Defining a spirit by the moral status of its human "master," however, would not have been a simple matter in the early modern period. Although some magical practitioners may have been considered wholly malevolent or wholly good, it is evident that many were considered ambivalent as their supernatural allies. Defining such a woman's moral nature would have depended upon the way her actions were interpreted both by herself and others, and these interpretations would have been very subjective. An act which was considered good by one individual may have been considered bad by another. In 1590 Scottish witch Agnes Sampson was sentenced to be burnt as a witch, however she had clearly been practising as a cunning woman and was locally known as the "wise wife of Keith" (Law 1818, xxxvii). When a woman came to Agnes complaining that a man had "done her great wrong" Agnes claimed to have obliged her by employing maleficium against the man (Normand and Roberts, forthcoming).

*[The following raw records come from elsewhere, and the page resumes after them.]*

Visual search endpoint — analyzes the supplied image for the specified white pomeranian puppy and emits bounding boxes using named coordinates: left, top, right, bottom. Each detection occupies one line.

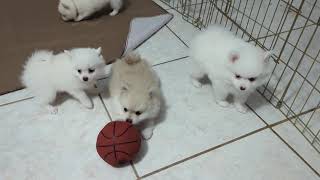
left=190, top=26, right=271, bottom=113
left=58, top=0, right=123, bottom=21
left=21, top=48, right=105, bottom=113
left=109, top=52, right=162, bottom=139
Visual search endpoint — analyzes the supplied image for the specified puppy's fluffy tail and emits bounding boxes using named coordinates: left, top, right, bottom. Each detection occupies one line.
left=122, top=52, right=141, bottom=65
left=21, top=50, right=53, bottom=87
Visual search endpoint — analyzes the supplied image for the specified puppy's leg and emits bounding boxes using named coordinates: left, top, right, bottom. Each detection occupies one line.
left=35, top=89, right=58, bottom=114
left=110, top=96, right=128, bottom=120
left=69, top=90, right=93, bottom=109
left=234, top=93, right=249, bottom=113
left=209, top=76, right=230, bottom=107
left=109, top=0, right=122, bottom=16
left=191, top=69, right=205, bottom=88
left=142, top=119, right=154, bottom=140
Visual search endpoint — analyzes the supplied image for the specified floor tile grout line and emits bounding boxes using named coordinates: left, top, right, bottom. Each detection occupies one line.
left=247, top=105, right=320, bottom=177
left=140, top=106, right=291, bottom=179
left=270, top=128, right=320, bottom=177
left=140, top=126, right=269, bottom=179
left=130, top=161, right=140, bottom=179
left=166, top=24, right=189, bottom=48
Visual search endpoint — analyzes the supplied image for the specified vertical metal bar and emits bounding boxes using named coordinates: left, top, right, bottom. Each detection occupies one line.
left=277, top=8, right=320, bottom=109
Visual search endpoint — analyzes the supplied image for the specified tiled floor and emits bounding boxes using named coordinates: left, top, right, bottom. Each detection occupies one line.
left=0, top=0, right=320, bottom=180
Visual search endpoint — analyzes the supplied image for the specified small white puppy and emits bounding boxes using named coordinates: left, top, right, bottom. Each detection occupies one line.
left=190, top=26, right=271, bottom=113
left=21, top=48, right=105, bottom=113
left=109, top=52, right=162, bottom=139
left=58, top=0, right=123, bottom=21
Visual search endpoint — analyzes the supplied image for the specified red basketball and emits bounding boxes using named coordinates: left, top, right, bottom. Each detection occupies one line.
left=96, top=121, right=141, bottom=167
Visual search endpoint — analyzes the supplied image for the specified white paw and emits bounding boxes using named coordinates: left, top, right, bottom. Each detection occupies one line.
left=217, top=101, right=230, bottom=107
left=82, top=100, right=93, bottom=109
left=142, top=129, right=153, bottom=140
left=235, top=104, right=248, bottom=113
left=109, top=9, right=119, bottom=16
left=191, top=79, right=202, bottom=88
left=47, top=105, right=58, bottom=114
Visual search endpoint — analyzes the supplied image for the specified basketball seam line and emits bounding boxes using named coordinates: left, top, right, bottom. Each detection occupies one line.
left=97, top=140, right=138, bottom=147
left=101, top=131, right=112, bottom=139
left=115, top=125, right=133, bottom=137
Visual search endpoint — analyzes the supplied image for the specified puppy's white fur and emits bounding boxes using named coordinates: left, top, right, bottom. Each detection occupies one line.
left=190, top=26, right=271, bottom=113
left=58, top=0, right=123, bottom=21
left=21, top=48, right=104, bottom=113
left=109, top=52, right=162, bottom=139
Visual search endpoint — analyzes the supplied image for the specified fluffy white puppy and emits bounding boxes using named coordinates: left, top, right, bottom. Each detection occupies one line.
left=21, top=48, right=105, bottom=113
left=190, top=26, right=271, bottom=113
left=58, top=0, right=123, bottom=21
left=109, top=53, right=162, bottom=139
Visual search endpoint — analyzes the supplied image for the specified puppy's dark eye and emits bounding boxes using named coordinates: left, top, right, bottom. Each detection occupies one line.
left=89, top=69, right=95, bottom=73
left=249, top=78, right=256, bottom=82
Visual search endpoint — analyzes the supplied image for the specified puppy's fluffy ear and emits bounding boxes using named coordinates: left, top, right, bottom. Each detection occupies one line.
left=63, top=50, right=72, bottom=58
left=96, top=47, right=102, bottom=55
left=263, top=51, right=273, bottom=62
left=121, top=83, right=129, bottom=92
left=229, top=51, right=240, bottom=63
left=149, top=88, right=156, bottom=99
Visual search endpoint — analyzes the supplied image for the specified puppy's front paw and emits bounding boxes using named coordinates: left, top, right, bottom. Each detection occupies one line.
left=191, top=78, right=202, bottom=88
left=142, top=129, right=153, bottom=140
left=47, top=105, right=58, bottom=114
left=235, top=103, right=248, bottom=113
left=217, top=101, right=230, bottom=107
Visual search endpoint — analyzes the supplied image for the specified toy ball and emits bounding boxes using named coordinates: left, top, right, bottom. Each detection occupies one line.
left=96, top=121, right=141, bottom=167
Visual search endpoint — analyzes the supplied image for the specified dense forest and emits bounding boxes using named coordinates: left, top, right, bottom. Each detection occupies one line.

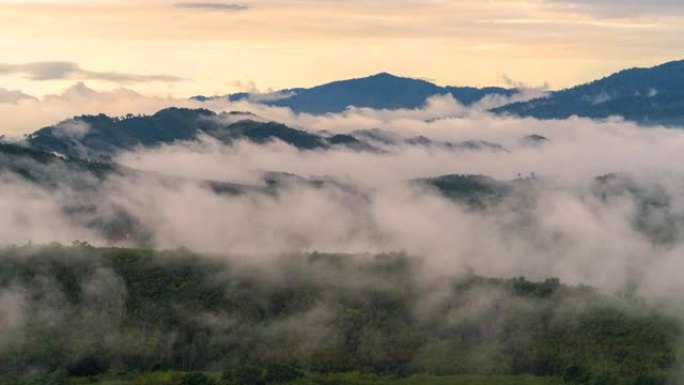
left=0, top=242, right=681, bottom=385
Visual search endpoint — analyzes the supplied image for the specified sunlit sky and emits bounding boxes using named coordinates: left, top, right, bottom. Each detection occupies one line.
left=0, top=0, right=684, bottom=96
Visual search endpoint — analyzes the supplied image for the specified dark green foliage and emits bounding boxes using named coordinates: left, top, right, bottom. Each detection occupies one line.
left=419, top=175, right=513, bottom=208
left=264, top=364, right=304, bottom=384
left=0, top=246, right=681, bottom=385
left=181, top=372, right=216, bottom=385
left=230, top=366, right=266, bottom=385
left=27, top=108, right=372, bottom=160
left=494, top=61, right=684, bottom=127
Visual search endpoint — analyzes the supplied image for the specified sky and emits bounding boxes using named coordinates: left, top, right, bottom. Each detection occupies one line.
left=0, top=0, right=684, bottom=97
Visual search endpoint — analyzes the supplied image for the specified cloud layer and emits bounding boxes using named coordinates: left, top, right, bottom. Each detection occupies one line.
left=0, top=62, right=183, bottom=83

It is highly likely that although Agnes's legal prosecutors condemned the act, others in her community, including of course the client, may have judged the act differently, bearing in mind that it was performed in a culture where revenge, the ancient form of justice, was still considered honourable despite the availability of the law and the teachings of the Church. A more straightforward and self-centred ambivalence was exhibited by Orkney witch Jonet Rendall, who claimed in 1629 that her familiar spirit, "Walliman," told her that:

thair was nather man nor beast seik that wer not deadlie be the hand of God
bot she getting almiss and praying to Walliman he would haill thame, and if
she got no almiss he wald be angrie and mak thair beastis die (Black and
Thomas 1903, 108-9).

It is quite possible that throughout her social career such a woman would have moved up and down the good/bad continuum depending on how her acts were judged by her neighbours and overlords. When seen to perform beneficent acts, she would have been defined as a "good cunning woman": but when performing malevolent acts, she would have been defined as a "bad cunning woman." The distinction between "bad cunning woman" and "witch" must have been a small one, if it existed at all. According to this hypothesis, whatever the definition of the cunning woman, her fairy familiar would have been tarred with the same brush. A good cunning woman's spirit would have been seen as a fairy familiar employed to do good, and a bad cunning woman's spirit as a fairy familiar employed to do harm. The distinction between "fairy familiar employed to do harm" and "witch's familiar" must have been as fine as the distinction between bad cunning woman and witch. Whatever the definition of a given spirit on a popular level, however, if and when circumstances conspired to bring its mistress to the dock and define her as a witch before a prosecuting elite, the fairy's transformation into the wholly malicious stereotypical demonic familiar could easily have become complete. The woman's perception of herself and her fairy helpers could also then have shifted to correspond with community or prosecutorial perceptions. Such a shift is suggested in the plaintive comment made by Margaret Flower, who was tried and convicted as a witch in Leicestershire in 1619. In reference to a confused meeting with her three familiars (named Rutterkin, Little Robin and Spirit) and a fourth spirit in the middle of the night in Lincoln jail, Margaret claimed that "she never mistrusted them nor suspected herself till then" (Rosen 1991, 382).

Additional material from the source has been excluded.